73 Jahre Formel 1 Es gibt unzählige historische Strecken und Fahrzeuge, die man allen Fans des Spiels zugänglich machen könnte. Wie in F1 2013, das einst mehrere alte Kurse zum nostalgischen Rasen anbot.

Ja, Codemasters hat stets betont, dass ihre F1-Spiele keine Hardcore-Sim sein, sondern auch Gelegenheitsraser abholen sollen. Aber von den oben aufgeführten, dringend benötigten Änderungen würde auch diese Zielgruppe profitieren. Und bei den starken Verkaufszahlen der Serie sollte die dringend benötigte Generalüberholung auch in der Chefetage gut zu begründen sein.

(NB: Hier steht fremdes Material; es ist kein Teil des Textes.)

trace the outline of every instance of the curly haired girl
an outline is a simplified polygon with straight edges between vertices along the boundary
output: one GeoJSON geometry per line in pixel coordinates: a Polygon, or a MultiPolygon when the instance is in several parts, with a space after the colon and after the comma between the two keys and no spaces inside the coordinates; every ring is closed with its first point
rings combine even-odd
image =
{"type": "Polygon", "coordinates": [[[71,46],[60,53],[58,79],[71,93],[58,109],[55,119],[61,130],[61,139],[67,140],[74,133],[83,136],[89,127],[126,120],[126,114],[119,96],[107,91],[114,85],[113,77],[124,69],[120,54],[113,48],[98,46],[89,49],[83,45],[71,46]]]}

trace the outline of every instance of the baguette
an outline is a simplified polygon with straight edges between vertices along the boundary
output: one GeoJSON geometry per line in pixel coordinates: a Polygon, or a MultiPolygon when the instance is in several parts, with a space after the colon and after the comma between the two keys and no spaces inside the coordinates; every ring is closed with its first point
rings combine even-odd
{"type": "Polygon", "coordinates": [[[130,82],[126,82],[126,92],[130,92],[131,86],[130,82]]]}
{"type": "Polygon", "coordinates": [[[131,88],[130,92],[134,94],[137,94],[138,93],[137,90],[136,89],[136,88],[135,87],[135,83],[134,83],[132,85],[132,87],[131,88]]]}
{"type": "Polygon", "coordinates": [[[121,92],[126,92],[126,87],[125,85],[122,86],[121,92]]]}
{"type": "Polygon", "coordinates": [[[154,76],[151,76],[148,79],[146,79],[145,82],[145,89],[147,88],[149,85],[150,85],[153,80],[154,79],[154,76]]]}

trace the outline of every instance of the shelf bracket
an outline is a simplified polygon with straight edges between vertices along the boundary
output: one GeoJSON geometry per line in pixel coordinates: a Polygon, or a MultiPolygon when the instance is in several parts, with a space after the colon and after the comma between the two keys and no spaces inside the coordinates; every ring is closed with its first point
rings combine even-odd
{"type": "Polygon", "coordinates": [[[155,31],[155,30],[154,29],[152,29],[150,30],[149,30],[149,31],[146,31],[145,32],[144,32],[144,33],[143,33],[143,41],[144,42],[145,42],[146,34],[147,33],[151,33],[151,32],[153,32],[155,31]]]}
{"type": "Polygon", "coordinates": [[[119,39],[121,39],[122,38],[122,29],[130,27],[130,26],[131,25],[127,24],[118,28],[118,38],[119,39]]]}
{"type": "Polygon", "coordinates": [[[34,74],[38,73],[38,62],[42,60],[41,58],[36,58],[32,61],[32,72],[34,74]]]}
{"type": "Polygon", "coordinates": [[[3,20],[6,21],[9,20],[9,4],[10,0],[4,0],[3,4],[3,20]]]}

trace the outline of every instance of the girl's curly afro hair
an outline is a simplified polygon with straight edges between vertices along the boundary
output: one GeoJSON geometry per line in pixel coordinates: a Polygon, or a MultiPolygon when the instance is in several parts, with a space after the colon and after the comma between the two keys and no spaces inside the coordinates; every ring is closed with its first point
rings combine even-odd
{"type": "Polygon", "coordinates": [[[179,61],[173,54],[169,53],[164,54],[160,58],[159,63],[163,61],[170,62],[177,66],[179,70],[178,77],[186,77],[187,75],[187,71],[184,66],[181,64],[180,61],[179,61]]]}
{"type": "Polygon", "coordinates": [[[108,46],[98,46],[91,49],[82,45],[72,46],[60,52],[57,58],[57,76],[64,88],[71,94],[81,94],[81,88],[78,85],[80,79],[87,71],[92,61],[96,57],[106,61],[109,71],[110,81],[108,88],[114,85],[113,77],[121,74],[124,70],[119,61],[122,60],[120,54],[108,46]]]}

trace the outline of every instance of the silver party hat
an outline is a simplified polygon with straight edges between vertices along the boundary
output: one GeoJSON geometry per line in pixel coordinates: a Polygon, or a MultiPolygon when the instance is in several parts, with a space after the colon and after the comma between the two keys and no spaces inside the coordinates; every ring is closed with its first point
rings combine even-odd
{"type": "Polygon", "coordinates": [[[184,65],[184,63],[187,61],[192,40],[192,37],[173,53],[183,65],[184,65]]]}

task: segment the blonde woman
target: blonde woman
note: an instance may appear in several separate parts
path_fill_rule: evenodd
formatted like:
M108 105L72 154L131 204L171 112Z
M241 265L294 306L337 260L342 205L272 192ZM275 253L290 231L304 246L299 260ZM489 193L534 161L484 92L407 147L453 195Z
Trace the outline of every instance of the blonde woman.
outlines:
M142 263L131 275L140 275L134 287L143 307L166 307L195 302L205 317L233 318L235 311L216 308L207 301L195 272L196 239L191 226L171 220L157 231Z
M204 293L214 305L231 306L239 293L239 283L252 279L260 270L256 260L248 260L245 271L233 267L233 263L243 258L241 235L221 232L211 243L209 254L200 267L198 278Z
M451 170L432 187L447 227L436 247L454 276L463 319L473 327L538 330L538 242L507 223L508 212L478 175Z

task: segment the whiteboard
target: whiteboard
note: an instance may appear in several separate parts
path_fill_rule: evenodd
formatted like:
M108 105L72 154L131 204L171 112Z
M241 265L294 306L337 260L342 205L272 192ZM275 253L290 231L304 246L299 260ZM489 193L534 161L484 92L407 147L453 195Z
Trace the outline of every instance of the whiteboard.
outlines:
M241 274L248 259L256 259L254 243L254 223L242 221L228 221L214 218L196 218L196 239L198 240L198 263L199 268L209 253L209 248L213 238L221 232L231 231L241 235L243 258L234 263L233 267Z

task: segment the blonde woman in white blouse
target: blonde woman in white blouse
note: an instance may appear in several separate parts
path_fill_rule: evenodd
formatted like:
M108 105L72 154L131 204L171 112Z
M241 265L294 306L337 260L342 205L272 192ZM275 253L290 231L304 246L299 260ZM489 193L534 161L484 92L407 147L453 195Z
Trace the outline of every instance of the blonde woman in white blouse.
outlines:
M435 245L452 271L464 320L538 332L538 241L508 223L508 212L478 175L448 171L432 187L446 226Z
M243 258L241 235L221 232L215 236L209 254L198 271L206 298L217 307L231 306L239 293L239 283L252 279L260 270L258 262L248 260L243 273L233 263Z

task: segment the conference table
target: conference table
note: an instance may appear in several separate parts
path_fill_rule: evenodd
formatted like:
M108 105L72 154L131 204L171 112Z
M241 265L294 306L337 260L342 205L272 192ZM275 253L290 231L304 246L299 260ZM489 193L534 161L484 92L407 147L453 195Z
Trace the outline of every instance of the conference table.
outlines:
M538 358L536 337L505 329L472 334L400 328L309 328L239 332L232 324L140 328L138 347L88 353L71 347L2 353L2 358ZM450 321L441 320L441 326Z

So viel Spaß die Codemasters-Raser jedes Jahr auch machen, sie bleiben mehr und mehr unterhalb des eigentlich Machbaren. Einen Sprung wie etwa vom (echt mauen) F1 2015 hin zum (echt guten) F1 2016 gab es schon seit Jahren nicht mehr. Immerhin ist das Comeback des Story-Modus dieses Jahr ein Lichtblick, der uns etwas versöhnlicher stimmt!

Wenn am 16. Juni 2023 die Startampel erlischt und EA Sports F1 23 mit geöffnetem DRS auf euren PC oder eure Konsole rast, werdet ihr mit Sicherheit wieder jede Menge Spaß mit dem Spiel haben. Wir fragen uns beim Heizen über die Kemmel-Gerade oder der Anfahrt auf die 130R aber ständig: Wie viel besser könnte das alles noch sein?